01-03-2022 07:58 PM
Hi All,
I am trying to communicate with a device that use RS485 using Labview 2018.
i manage to control the device by using visa write. but I am not manage to get any respond by visa read. As I need to get the data from the device for data report.
is there any mistake on my source code?
thanks in advance!
01-03-2022 09:08 PM
As any other experienced LabVIEW user says, do not use bytes at the port, instead, if your device has some sort of termination character, let VISA take care of waiting for that termination character to appear.
Please share your RS485 device programming manual.
BTW, you've already sequenced the order of operations using error wires, no need for a flat sequence structure.
This is a good article to learn VISA usage - https://labviewwiki.org/wiki/VIWeek_2020/Proper_way_to_communicate_over_serial
01-03-2022 09:14 PM
Also your Flat Sequence Structure is superfluous.
In fact if you ever find yourself reach for a Sequence Structure, stop and think about it.
Chances are you do not need it at all and if you still think you do, come here and ask questions.
If this day and age the Sequence Structure (Flat or worse yet Stacked) should be deprecated and still available only for backwards compatibility with old code.
01-03-2022 09:15 PM
Thanks for your feedback,
can help to explain more on the termination character?
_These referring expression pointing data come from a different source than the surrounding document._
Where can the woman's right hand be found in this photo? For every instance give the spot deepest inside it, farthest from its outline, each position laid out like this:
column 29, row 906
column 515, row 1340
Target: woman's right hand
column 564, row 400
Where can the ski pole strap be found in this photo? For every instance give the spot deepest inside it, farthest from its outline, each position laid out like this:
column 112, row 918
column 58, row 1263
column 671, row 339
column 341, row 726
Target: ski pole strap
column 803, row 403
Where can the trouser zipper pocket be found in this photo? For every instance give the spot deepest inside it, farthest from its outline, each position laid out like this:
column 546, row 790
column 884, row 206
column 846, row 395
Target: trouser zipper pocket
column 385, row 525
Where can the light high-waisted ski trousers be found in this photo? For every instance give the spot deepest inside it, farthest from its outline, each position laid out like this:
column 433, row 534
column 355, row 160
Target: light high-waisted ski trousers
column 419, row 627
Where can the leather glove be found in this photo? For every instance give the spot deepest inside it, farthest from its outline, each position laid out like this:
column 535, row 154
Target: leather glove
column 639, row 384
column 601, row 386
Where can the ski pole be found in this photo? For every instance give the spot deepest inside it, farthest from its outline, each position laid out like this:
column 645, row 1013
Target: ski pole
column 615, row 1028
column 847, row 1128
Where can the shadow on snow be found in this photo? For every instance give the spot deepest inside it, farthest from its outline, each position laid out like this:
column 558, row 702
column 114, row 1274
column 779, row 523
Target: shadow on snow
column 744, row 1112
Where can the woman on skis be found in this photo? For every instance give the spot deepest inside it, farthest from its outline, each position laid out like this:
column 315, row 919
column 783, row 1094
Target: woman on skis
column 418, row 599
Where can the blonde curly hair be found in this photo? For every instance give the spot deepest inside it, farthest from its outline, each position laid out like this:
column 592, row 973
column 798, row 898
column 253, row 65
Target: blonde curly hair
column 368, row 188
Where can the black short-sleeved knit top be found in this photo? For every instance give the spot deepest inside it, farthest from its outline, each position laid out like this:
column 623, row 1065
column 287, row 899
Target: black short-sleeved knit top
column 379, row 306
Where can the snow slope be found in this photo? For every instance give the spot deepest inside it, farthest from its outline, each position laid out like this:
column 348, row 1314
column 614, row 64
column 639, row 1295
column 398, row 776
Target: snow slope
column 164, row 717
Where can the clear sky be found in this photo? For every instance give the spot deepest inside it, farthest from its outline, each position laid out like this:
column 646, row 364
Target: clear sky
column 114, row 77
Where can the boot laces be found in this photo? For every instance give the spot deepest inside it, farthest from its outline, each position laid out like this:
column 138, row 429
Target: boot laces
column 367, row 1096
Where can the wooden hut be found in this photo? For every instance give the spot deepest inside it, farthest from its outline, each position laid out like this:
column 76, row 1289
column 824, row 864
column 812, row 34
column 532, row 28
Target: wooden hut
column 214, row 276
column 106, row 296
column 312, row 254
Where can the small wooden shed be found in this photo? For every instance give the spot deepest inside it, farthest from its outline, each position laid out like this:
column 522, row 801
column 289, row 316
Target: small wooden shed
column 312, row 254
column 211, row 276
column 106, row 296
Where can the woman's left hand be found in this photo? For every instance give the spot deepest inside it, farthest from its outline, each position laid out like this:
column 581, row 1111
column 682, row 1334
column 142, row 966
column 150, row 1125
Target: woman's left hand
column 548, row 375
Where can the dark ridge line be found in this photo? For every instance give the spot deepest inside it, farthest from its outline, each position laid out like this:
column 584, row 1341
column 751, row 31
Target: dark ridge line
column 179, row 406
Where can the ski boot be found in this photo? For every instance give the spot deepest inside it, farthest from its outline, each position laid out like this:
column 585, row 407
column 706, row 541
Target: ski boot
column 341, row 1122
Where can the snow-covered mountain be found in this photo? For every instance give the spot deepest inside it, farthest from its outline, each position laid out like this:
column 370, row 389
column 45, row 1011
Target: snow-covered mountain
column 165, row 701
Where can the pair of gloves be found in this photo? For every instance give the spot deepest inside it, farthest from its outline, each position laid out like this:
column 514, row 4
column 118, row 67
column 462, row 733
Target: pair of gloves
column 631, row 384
here i attached the manual of the device
01-03-2022 09:55 PM - edited 01-03-2022 09:57 PM
Oh my what a horrendous communication protocol. It seems somewhat Modbus like yet more convoluted...
What do these companies have against industry standards? Why must they reinvent the wheel?
01-03-2022 10:12 PM
Looks like somebody made a VI for another instrument from same manufacturer
https://forums.ni.com/t5/Instrument-Control-GPIB-Serial/Instrument-interface/td-p/2249024
01-04-2022 04:11 AM
@RTSLVU wrote:
Oh my what a horrendous communication protocol. It seems somewhat Modbus like yet more convoluted...
What do these companies have against industry standards? Why must they reinvent the wheel?
I wouldn't call it horrendous. Complicated yes and very much on the barebone level of the microprocessor programming inside the device. Someone was using either a very constrained low power CPU with little memory available or porting a design from such a device to this hardware.
A SCPI interpreter is fairly complex to write and can take up more memory than what some 8 bit CPUs can allow, if you have a poor compiler to work with. This protocol can be implemented in a few kB of code even with a horrendously inefficient compiler.
Interfacing it from a C program is almost trivial if you just make the structures match to your specific C compiler. In LabVIEW it is only a little bit more complicated when you use the Flatten To String and Unflatten from String functions. In Python you need the ctypes library.